Kate Elder, Senior Vaccines Policy Adviser at Médecins Sans Frontières joined Julian Morrow on ABC Radio National Sunday Extra to discuss the weaknesses and shortfalls in the system designed to ensure equitable global distribution of the COVID-19 vaccine.
Julian Morrow: More than 70% of Australians aged 16 and over are now fully vaccinated against COVID-19. But the push to protect people around the world and especially in poorer countries still has a long way to go.
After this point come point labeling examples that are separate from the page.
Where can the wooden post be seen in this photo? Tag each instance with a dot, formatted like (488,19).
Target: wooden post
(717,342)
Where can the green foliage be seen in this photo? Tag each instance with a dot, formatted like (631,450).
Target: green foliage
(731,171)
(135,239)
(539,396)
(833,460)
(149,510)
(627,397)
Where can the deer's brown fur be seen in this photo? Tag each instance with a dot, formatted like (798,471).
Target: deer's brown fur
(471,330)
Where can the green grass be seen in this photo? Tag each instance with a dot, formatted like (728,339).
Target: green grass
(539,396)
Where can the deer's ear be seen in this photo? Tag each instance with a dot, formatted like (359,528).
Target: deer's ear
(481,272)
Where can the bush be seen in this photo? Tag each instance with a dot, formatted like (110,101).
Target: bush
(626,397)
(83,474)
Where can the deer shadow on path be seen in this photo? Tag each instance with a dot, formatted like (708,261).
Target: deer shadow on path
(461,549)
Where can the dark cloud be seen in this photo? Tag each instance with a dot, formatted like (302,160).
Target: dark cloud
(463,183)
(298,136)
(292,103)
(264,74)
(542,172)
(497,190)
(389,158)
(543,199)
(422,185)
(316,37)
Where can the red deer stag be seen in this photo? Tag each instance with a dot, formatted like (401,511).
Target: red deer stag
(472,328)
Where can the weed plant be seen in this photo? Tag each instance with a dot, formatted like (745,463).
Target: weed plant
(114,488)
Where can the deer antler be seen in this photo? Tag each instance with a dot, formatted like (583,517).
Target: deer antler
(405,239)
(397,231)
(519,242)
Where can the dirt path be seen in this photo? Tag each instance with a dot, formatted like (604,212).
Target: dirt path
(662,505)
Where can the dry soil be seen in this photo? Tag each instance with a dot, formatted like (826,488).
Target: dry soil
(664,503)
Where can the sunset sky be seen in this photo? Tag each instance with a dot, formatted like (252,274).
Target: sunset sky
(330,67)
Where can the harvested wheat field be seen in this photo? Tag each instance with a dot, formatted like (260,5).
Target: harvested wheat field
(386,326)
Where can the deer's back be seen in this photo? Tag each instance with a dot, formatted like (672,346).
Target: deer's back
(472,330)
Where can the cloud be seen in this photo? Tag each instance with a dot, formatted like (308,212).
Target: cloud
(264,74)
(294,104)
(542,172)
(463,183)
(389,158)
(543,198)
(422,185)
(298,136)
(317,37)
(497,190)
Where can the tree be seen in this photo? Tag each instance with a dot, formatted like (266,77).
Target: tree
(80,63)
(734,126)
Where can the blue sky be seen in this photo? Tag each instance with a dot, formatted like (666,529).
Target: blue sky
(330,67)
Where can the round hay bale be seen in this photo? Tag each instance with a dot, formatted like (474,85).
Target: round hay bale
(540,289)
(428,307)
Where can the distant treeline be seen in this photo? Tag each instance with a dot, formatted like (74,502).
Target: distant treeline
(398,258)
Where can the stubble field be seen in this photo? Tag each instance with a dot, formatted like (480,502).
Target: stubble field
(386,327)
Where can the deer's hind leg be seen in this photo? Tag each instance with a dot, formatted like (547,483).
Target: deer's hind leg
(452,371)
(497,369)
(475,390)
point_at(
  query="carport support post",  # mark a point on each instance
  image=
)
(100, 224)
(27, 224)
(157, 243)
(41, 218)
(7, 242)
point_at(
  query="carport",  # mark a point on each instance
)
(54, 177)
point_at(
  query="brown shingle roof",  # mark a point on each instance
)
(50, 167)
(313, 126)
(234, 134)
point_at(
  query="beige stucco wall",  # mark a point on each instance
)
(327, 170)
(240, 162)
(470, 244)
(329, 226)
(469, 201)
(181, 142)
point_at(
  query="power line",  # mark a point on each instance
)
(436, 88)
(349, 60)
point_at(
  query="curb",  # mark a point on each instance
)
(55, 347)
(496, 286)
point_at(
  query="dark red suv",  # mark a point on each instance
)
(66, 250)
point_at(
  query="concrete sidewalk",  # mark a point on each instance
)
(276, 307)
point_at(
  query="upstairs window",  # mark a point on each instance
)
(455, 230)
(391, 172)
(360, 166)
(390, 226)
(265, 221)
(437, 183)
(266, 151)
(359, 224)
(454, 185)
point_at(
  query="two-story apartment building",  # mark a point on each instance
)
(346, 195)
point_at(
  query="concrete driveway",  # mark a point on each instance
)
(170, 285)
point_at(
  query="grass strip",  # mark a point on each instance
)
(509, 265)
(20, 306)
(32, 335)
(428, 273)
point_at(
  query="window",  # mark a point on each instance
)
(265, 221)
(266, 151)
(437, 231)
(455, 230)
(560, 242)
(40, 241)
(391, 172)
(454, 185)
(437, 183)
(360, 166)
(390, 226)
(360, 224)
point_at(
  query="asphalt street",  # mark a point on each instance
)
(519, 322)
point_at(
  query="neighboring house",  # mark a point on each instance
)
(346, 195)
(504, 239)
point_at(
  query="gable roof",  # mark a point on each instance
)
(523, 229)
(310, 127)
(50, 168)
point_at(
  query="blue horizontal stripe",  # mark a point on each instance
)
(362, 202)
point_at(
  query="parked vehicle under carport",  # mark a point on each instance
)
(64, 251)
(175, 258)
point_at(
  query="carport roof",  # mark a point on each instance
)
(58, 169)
Eighteen months ago, the UN backed a plan for global collaboration to deliver vaccine equity known as COVAX. The COVAX facility is administered by the vaccine alliance Gavi, working with the World Health Organization (WHO) and others. COVAX has delivered some 330 million vaccines to 144 countries, and it aims to distribute 1.1 billion vaccines in the last three months of 2021. But some countries have received less than half of their allocations, and even COVAX says that while its mechanism is now working at scale, volumes made available to it today are unacceptable.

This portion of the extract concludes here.